American television network The CW scrapped Veronica Mars in 2007 as the teen noir drama was falling off in the ratings. The show’s diminished but loyal viewership then called out for a movie sequel to their beloved series. And their wish was finally granted this year, thanks to crowdfunding service Kickstarter.
The show’s star Kristen Bell (who plays the title character) launched a fundraising campaign in 2013. Incentives such as T-shirts and cinema tickets were offered to fans who would donate more than $10. Although its backers wouldn’t receive any financial return, the project sailed past its $2 million fundraising goal within 10 hours. Over 90,000 devotees contributed to the tune of $5.7 million. And thus in March Veronica Mars became the first crowdfunded project to reach cinema screens.

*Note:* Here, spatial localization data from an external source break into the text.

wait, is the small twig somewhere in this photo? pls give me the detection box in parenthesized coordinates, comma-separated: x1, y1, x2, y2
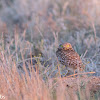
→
(52, 71, 95, 80)
(83, 49, 88, 58)
(92, 22, 97, 46)
(63, 71, 95, 79)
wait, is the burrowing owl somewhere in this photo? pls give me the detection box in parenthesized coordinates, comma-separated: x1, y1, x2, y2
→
(56, 43, 85, 74)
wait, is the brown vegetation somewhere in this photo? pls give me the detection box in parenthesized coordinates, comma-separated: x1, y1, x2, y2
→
(0, 0, 100, 100)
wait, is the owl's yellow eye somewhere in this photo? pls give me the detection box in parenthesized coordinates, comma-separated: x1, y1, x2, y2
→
(66, 44, 70, 48)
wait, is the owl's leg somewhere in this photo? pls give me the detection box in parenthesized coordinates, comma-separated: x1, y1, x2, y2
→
(65, 71, 76, 78)
(73, 70, 76, 77)
(66, 70, 71, 76)
(67, 70, 76, 77)
(65, 70, 75, 77)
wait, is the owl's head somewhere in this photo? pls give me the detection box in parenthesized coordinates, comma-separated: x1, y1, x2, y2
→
(59, 43, 73, 50)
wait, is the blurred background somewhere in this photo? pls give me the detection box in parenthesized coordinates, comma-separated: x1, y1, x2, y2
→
(0, 0, 100, 76)
(0, 1, 100, 100)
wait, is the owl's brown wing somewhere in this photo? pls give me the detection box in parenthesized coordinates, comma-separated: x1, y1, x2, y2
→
(56, 49, 67, 65)
(64, 50, 84, 69)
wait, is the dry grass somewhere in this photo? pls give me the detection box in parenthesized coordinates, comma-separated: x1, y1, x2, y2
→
(0, 0, 100, 100)
(0, 31, 99, 100)
(0, 61, 100, 100)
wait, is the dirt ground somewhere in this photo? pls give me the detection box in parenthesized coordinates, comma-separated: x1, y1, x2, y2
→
(52, 75, 100, 100)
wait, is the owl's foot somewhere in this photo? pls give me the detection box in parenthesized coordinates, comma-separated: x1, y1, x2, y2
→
(65, 70, 77, 78)
(64, 70, 72, 77)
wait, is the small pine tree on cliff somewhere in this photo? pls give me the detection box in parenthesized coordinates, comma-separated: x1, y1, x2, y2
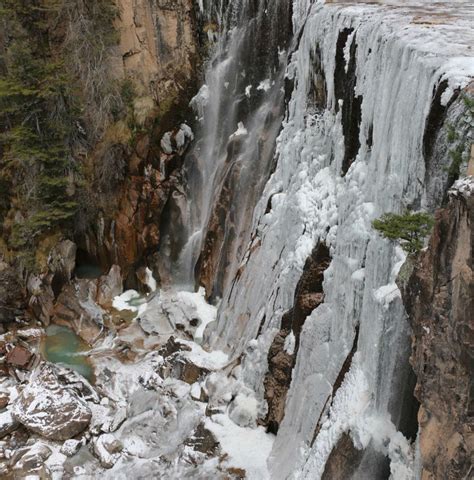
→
(372, 212, 434, 254)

The project’s success has inspired other filmmakers to turn to websites like Kickstarter and the trend is catching on in China too. There, it’s not only about diehard fans resurrecting a much-missed franchise. Powered by the leading internet firms and trust companies, Chinese investors are looking at channelling some of their savings into the world’s fast-growing movie market.
Baidu is one of the internet giants that’s leading the charge. This month the web search company launched a film investment unit known as Baifa Youxi together with China Film Group and Citic Trust (both are state-backed leaders in their respective industries).
The first project raised cash for Golden Era, starring Tang Wei and directed by Ann Hui (see WiC251), and got flagged to investors as a Chinese version of Gone With the Wind.
Golden Era is one of the fortunate films scheduled for showing during the week-long National Day holiday period (see previous article). Baifa Youxi allowed investors to put up as little as Rmb10 ($1.65) but earn up to a 16% return linked to box office performance. The Rmb15 million funding target was met within minutes, raising a total of Rmb18 million from over 3,300 supporters.
Baifa Youxi offers multiple plans for investors. They can choose to bet on different income streams generated by Golden Era, (such as its internet broadcasting copyright fee). More personal perks range from getting the storyboards, free membership of Baidu’s video sites and even a personalised message from popular starlet Tang Wei herself.
Li Zimin, general manager of Citic Trust, told Xinhua that the crowdfunding initiative is a “win-win combination of the film industry and consumer finance”.
In April, e-commerce firm Alibaba also launched a similar crowdfunding unit known as Yulebao, which for the time being is focusing on financing TV content.
China Film Group is also hyping Baifa Youxi as a new platform for creative marketing. “It allows production firms and celebrities to understand the consumer better and thereby meet their needs. It is a good start to build a dream factory for different elites, investors and users,” the company’s CEO La Peikang said.
Movie producers aren’t the only ones reaching out to micro-financiers. Vanke, the biggest real estate developer by sales, is also testing the water. Last week, the property firm launched a crowdfunding project to invest in a single 100-square-metre apartment at one of Vanke’s residential projects. The apartment is worth Rmb900,000, Vanke claims, so investors that contribute to the Rmb540,000 fundraising target (the minimum commitment is Rmb1,000) can expect a 40% return when the apartment is then resold via an internet auction.
The results? More than 500 investors filled the fundraising quota in less than nine hours. Better still, the scheme helped generate huge publicity for the developer. More than 30 million netizens forwarded news of the offer on social media (prompted perhaps by the chance of winning film tickets by doing so). Similarly, Vanke’s scheme featured on the front pages of 120 newspapers, National Business Daily has reported.
Critics questioned the deal, however, including the China Daily, which classed it as a “publicity stunt that offers little real benefit to consumers”.
Strictly speaking, these crowdfunding projects fall into the scope of shadow banking, as most are effectively wealth management products sold through trust firms or insurers. The Securities Times said the China Securities Regulatory Commission is still compiling its rulebook on these schemes so as to provide a legal basis for the activity – so as to better protect the rights of retail investors.
Other observers wonder if crowdfunding might serves as another way in which policymakers might try to erode some of the dominance of the state banks in China’s financial sector. Conor Roche, a British researcher who is working to launch an equity crowdfunding platform in Shanghai’s free trade zone, told Forbes that the trend could kick off a new wave in crowdfunding that might leave European and US-based equivalents in the dust. Southern Weekend agreed. “It is going to be the golden era for crowdfunding in China,” the newspaper predicted.